Film tourmenté, diabolique, délicieusement atypique, There Will Be Blood, si il fait le point sur un pan important de l' Histoire des États Unis, est avant tout une réflexion sur ce qui peut amener un homme à révéler ce qu'il a de plus profond en lui. Poème violent et névrosé, jusqu'au-boutiste, autant magnifique que cruel, There Will Be Blood raconte l'odyssée sanglante d'une Amérique illuminée et assoiffée de pouvoir.

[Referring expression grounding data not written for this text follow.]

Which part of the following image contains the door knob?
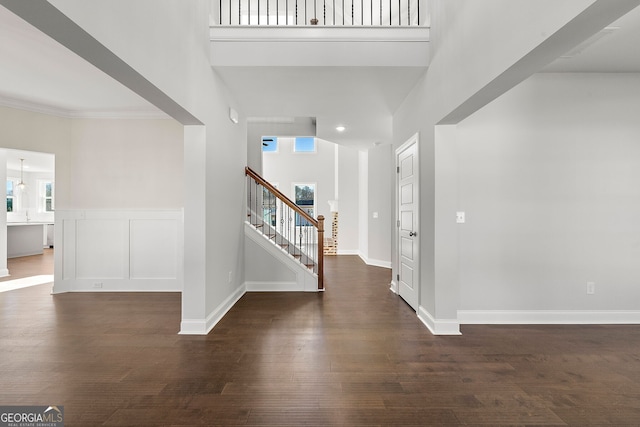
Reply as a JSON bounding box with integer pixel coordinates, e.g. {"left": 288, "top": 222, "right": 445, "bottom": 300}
{"left": 409, "top": 231, "right": 417, "bottom": 237}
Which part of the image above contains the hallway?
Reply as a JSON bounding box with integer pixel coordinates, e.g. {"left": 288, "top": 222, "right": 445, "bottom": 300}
{"left": 1, "top": 255, "right": 640, "bottom": 425}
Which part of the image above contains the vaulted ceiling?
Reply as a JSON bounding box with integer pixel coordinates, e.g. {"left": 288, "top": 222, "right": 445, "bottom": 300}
{"left": 0, "top": 4, "right": 639, "bottom": 150}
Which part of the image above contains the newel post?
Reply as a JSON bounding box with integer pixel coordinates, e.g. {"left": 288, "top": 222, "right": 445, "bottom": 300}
{"left": 317, "top": 215, "right": 324, "bottom": 290}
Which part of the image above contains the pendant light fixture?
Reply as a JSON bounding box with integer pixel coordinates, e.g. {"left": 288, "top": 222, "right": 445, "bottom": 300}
{"left": 17, "top": 158, "right": 27, "bottom": 191}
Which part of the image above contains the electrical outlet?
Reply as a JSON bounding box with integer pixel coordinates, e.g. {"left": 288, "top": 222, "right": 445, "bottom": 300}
{"left": 586, "top": 281, "right": 595, "bottom": 295}
{"left": 456, "top": 212, "right": 465, "bottom": 224}
{"left": 228, "top": 271, "right": 233, "bottom": 284}
{"left": 93, "top": 282, "right": 103, "bottom": 289}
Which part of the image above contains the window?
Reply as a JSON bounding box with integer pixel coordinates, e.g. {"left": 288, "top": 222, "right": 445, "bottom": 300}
{"left": 39, "top": 180, "right": 54, "bottom": 212}
{"left": 294, "top": 184, "right": 315, "bottom": 226}
{"left": 262, "top": 137, "right": 277, "bottom": 152}
{"left": 6, "top": 179, "right": 15, "bottom": 212}
{"left": 262, "top": 184, "right": 278, "bottom": 227}
{"left": 294, "top": 137, "right": 315, "bottom": 153}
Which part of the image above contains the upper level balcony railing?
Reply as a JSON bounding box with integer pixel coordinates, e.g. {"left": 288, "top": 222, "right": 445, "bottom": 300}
{"left": 213, "top": 0, "right": 427, "bottom": 26}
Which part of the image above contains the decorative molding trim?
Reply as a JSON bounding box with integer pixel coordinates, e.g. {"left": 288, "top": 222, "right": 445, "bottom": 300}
{"left": 179, "top": 319, "right": 208, "bottom": 335}
{"left": 205, "top": 283, "right": 246, "bottom": 333}
{"left": 337, "top": 249, "right": 359, "bottom": 255}
{"left": 389, "top": 280, "right": 398, "bottom": 294}
{"left": 458, "top": 310, "right": 640, "bottom": 325}
{"left": 358, "top": 252, "right": 392, "bottom": 269}
{"left": 0, "top": 95, "right": 170, "bottom": 120}
{"left": 66, "top": 279, "right": 181, "bottom": 292}
{"left": 55, "top": 209, "right": 184, "bottom": 293}
{"left": 418, "top": 306, "right": 461, "bottom": 335}
{"left": 245, "top": 281, "right": 300, "bottom": 292}
{"left": 179, "top": 283, "right": 246, "bottom": 335}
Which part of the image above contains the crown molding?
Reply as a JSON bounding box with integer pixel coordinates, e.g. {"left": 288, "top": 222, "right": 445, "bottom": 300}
{"left": 0, "top": 95, "right": 170, "bottom": 120}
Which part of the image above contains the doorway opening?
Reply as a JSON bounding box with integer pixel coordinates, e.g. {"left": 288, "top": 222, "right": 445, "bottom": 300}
{"left": 1, "top": 148, "right": 55, "bottom": 292}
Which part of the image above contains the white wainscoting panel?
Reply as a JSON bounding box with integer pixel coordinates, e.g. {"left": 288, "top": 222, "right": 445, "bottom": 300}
{"left": 76, "top": 219, "right": 127, "bottom": 279}
{"left": 54, "top": 210, "right": 183, "bottom": 293}
{"left": 130, "top": 219, "right": 179, "bottom": 279}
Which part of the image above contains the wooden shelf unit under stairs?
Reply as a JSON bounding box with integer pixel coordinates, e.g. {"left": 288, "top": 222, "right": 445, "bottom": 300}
{"left": 245, "top": 167, "right": 324, "bottom": 290}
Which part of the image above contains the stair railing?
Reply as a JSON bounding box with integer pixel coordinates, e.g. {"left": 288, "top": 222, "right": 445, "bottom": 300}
{"left": 245, "top": 166, "right": 324, "bottom": 290}
{"left": 215, "top": 0, "right": 423, "bottom": 26}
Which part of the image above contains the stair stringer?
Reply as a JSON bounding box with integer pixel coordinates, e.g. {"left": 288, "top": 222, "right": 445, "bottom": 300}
{"left": 244, "top": 222, "right": 320, "bottom": 292}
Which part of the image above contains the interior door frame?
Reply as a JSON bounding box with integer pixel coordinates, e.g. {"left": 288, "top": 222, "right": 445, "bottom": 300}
{"left": 393, "top": 133, "right": 420, "bottom": 308}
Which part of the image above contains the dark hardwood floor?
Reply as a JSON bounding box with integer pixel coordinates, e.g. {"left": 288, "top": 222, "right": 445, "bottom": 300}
{"left": 1, "top": 255, "right": 640, "bottom": 426}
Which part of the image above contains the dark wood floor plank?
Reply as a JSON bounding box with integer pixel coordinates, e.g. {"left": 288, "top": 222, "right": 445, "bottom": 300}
{"left": 2, "top": 253, "right": 640, "bottom": 425}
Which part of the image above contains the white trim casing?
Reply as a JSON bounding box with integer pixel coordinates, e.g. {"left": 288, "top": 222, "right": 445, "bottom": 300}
{"left": 389, "top": 280, "right": 398, "bottom": 294}
{"left": 337, "top": 249, "right": 359, "bottom": 255}
{"left": 418, "top": 306, "right": 461, "bottom": 335}
{"left": 458, "top": 310, "right": 640, "bottom": 325}
{"left": 395, "top": 133, "right": 420, "bottom": 311}
{"left": 358, "top": 252, "right": 392, "bottom": 269}
{"left": 180, "top": 283, "right": 246, "bottom": 335}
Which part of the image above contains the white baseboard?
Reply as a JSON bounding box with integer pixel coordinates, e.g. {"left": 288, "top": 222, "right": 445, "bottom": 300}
{"left": 358, "top": 253, "right": 392, "bottom": 269}
{"left": 179, "top": 283, "right": 246, "bottom": 335}
{"left": 389, "top": 280, "right": 398, "bottom": 294}
{"left": 337, "top": 249, "right": 359, "bottom": 255}
{"left": 246, "top": 281, "right": 300, "bottom": 292}
{"left": 0, "top": 268, "right": 9, "bottom": 278}
{"left": 458, "top": 310, "right": 640, "bottom": 325}
{"left": 63, "top": 278, "right": 182, "bottom": 292}
{"left": 418, "top": 306, "right": 461, "bottom": 335}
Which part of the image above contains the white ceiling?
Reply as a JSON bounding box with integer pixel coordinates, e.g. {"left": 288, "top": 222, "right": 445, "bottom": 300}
{"left": 542, "top": 4, "right": 640, "bottom": 73}
{"left": 0, "top": 5, "right": 163, "bottom": 117}
{"left": 215, "top": 66, "right": 427, "bottom": 148}
{"left": 0, "top": 4, "right": 639, "bottom": 151}
{"left": 5, "top": 149, "right": 54, "bottom": 174}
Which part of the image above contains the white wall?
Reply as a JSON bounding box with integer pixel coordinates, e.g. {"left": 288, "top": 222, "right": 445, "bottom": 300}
{"left": 0, "top": 106, "right": 185, "bottom": 291}
{"left": 68, "top": 119, "right": 183, "bottom": 209}
{"left": 391, "top": 0, "right": 629, "bottom": 334}
{"left": 30, "top": 0, "right": 247, "bottom": 334}
{"left": 263, "top": 137, "right": 335, "bottom": 222}
{"left": 358, "top": 150, "right": 369, "bottom": 260}
{"left": 457, "top": 73, "right": 640, "bottom": 320}
{"left": 246, "top": 118, "right": 316, "bottom": 174}
{"left": 364, "top": 144, "right": 392, "bottom": 267}
{"left": 337, "top": 144, "right": 360, "bottom": 253}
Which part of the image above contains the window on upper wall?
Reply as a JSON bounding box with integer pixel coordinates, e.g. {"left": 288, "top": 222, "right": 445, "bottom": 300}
{"left": 262, "top": 137, "right": 277, "bottom": 152}
{"left": 39, "top": 180, "right": 54, "bottom": 212}
{"left": 294, "top": 137, "right": 316, "bottom": 153}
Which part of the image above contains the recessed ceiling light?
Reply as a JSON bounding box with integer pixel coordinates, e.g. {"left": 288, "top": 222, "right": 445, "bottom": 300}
{"left": 336, "top": 126, "right": 346, "bottom": 132}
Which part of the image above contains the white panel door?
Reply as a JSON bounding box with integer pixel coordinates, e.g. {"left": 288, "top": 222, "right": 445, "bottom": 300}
{"left": 397, "top": 137, "right": 419, "bottom": 311}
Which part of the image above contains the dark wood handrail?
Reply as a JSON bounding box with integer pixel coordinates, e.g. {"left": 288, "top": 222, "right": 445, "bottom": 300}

Récit pessimiste mais fascinant dans ce qu'il a d'intime comme dans sa vision propre d'une Amérique en quête de renouveau, Anderson peut donc y faire valoir sa maîtrise de la symbolique très agréable à regarder et plus parlante que de longs dialogues qui paraîtrait ici futiles au milieu de cette photographie splendide dans son aridité.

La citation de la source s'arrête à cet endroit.